- Born: February 1995 (age 31)
- Occupation: Actor
- Known for: The Pitt

= Lucas Iverson =

American actor (born 1995)

Lucas Iverson (born February 1995) is an American theatre and television actor. He is best known for his role as James Ogilvie in the second season of the HBO Max medical drama series The Pitt.

== Early life and education ==
Lucas Iverson is from Baltimore, Maryland. He was born with a birth defect that required frequent medical attention during his early years. He attended Loyola Blakefield, where he participated in the speech and debate team.

As a child, he would travel to Washington D.C. to enjoy the local theaters there. His parents encouraged him to join his middle school's drama club to distract him from making trouble elsewhere, and he was inspired to pursue acting at the age of 16 after performing in a production of Our Town. He earned a Bachelor of Fine Arts from Adelphi University, then graduated from the David Geffen School of Drama at Yale University, where he studied with Patrick Ball.

== Career ==
Iverson has performed at the Yale Repertory Theatre, the Williamstown Theatre Festival, the Shakespeare Theatre of New Jersey and the Texas Shakespeare Festival. He has also contributed to Shakespeare productions staged in schools and juvenile detention centres. He will perform in the Shakespeare Theatre Company's production of Othello, produced by Simon Godwin, in spring 2026, playing Cassio.

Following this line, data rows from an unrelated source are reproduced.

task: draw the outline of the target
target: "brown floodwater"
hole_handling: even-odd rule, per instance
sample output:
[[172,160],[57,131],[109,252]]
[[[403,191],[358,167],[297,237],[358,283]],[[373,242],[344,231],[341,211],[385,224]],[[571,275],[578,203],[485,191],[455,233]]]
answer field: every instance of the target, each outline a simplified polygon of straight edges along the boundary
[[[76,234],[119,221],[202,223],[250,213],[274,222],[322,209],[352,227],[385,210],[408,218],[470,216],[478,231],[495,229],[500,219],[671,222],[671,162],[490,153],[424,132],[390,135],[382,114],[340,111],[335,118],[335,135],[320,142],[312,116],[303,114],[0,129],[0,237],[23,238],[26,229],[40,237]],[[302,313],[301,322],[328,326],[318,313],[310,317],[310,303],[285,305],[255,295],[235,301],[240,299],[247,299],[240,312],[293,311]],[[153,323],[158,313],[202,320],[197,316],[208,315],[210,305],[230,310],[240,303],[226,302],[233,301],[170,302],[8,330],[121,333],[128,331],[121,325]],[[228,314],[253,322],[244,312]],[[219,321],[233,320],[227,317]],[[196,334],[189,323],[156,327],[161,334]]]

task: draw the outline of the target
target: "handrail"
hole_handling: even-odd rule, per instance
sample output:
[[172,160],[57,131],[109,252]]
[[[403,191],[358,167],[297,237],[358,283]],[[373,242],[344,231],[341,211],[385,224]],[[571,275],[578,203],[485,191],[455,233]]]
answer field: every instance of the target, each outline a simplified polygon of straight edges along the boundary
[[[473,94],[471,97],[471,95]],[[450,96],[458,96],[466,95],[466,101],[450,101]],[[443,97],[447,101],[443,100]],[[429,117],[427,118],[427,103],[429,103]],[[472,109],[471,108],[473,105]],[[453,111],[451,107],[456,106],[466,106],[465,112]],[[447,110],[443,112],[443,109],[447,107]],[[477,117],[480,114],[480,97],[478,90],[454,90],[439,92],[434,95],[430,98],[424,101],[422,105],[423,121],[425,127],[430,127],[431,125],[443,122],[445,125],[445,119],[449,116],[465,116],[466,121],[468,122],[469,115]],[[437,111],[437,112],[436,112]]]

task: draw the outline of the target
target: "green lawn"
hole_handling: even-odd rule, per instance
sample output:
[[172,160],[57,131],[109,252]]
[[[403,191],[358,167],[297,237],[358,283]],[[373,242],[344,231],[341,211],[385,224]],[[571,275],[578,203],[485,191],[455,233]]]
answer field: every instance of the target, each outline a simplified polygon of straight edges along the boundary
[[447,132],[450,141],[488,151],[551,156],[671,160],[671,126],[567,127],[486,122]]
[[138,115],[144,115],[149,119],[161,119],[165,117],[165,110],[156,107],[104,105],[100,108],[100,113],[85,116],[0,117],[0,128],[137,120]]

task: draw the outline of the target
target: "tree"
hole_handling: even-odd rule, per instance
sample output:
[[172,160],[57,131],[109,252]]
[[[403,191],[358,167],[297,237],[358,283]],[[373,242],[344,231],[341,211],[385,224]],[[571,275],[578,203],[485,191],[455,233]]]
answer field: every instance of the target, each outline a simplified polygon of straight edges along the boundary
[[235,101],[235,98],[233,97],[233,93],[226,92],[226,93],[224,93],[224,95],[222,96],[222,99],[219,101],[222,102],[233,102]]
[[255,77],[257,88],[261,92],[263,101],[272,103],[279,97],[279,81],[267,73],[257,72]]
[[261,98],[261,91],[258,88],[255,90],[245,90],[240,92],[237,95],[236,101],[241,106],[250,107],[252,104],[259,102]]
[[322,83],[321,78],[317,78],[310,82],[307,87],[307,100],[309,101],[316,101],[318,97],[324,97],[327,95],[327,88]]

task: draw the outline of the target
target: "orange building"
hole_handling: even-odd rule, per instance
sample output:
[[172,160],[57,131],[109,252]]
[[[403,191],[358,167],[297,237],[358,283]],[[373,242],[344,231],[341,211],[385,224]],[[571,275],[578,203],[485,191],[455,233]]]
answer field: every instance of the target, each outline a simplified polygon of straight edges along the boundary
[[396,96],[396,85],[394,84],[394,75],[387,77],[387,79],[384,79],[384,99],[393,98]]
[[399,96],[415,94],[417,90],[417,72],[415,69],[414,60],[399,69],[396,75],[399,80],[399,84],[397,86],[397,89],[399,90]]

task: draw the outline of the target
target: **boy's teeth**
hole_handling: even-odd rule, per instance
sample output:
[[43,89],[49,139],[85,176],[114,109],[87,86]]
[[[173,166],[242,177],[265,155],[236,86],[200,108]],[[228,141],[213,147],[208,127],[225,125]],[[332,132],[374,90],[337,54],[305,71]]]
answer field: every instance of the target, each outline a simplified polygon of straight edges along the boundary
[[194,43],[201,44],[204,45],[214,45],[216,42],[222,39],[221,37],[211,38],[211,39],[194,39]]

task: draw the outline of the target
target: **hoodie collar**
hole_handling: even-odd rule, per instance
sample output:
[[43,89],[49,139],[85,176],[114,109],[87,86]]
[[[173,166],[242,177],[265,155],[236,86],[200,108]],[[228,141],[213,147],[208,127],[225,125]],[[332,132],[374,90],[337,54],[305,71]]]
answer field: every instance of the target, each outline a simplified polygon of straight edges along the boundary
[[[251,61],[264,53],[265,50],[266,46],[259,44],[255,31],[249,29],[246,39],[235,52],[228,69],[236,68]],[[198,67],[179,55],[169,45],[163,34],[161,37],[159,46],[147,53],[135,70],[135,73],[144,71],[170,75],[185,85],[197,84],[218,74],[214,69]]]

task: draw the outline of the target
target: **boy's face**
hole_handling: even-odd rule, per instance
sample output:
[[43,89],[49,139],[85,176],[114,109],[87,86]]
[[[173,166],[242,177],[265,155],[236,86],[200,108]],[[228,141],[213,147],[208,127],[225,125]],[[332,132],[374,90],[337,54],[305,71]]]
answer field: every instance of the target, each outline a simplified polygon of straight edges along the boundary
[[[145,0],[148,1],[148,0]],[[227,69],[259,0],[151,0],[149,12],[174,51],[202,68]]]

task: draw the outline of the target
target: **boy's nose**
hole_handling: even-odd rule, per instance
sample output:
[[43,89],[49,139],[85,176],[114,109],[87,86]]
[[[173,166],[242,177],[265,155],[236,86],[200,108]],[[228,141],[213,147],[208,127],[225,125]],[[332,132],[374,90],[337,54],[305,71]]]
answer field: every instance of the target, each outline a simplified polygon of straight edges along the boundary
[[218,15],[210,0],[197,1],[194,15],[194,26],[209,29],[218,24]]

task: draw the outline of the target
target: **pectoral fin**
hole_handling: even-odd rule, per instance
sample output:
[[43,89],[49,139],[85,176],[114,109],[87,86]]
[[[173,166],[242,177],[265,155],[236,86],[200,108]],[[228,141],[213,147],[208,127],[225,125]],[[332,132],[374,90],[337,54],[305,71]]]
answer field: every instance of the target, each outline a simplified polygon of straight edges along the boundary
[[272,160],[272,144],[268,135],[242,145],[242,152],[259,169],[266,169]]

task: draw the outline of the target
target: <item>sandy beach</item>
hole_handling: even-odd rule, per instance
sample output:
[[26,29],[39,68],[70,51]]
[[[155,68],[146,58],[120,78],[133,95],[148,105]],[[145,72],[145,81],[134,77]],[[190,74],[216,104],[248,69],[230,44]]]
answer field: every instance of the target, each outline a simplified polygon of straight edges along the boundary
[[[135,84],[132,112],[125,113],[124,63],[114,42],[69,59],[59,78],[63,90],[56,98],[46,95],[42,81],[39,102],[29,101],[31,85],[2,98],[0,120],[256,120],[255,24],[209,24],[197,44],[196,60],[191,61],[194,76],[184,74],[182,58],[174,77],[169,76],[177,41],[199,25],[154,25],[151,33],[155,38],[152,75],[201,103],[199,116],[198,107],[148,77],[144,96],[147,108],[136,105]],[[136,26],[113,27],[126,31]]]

His first television role was in The Gilded Age. In March 2026, Iverson confirmed he will be returning to the show with an expanded role.

In 2025, he left a production of Emily Burns' Frankenstein, where he played the Creature, to join the second season of The Pitt as student doctor James Ogilvie. This is considered to be his breakout role. He had previously auditioned for the role of Dennis Whitaker. Iverson has spoken about studying castmate Gerran Howell's performance to improve his own as Ogilvie.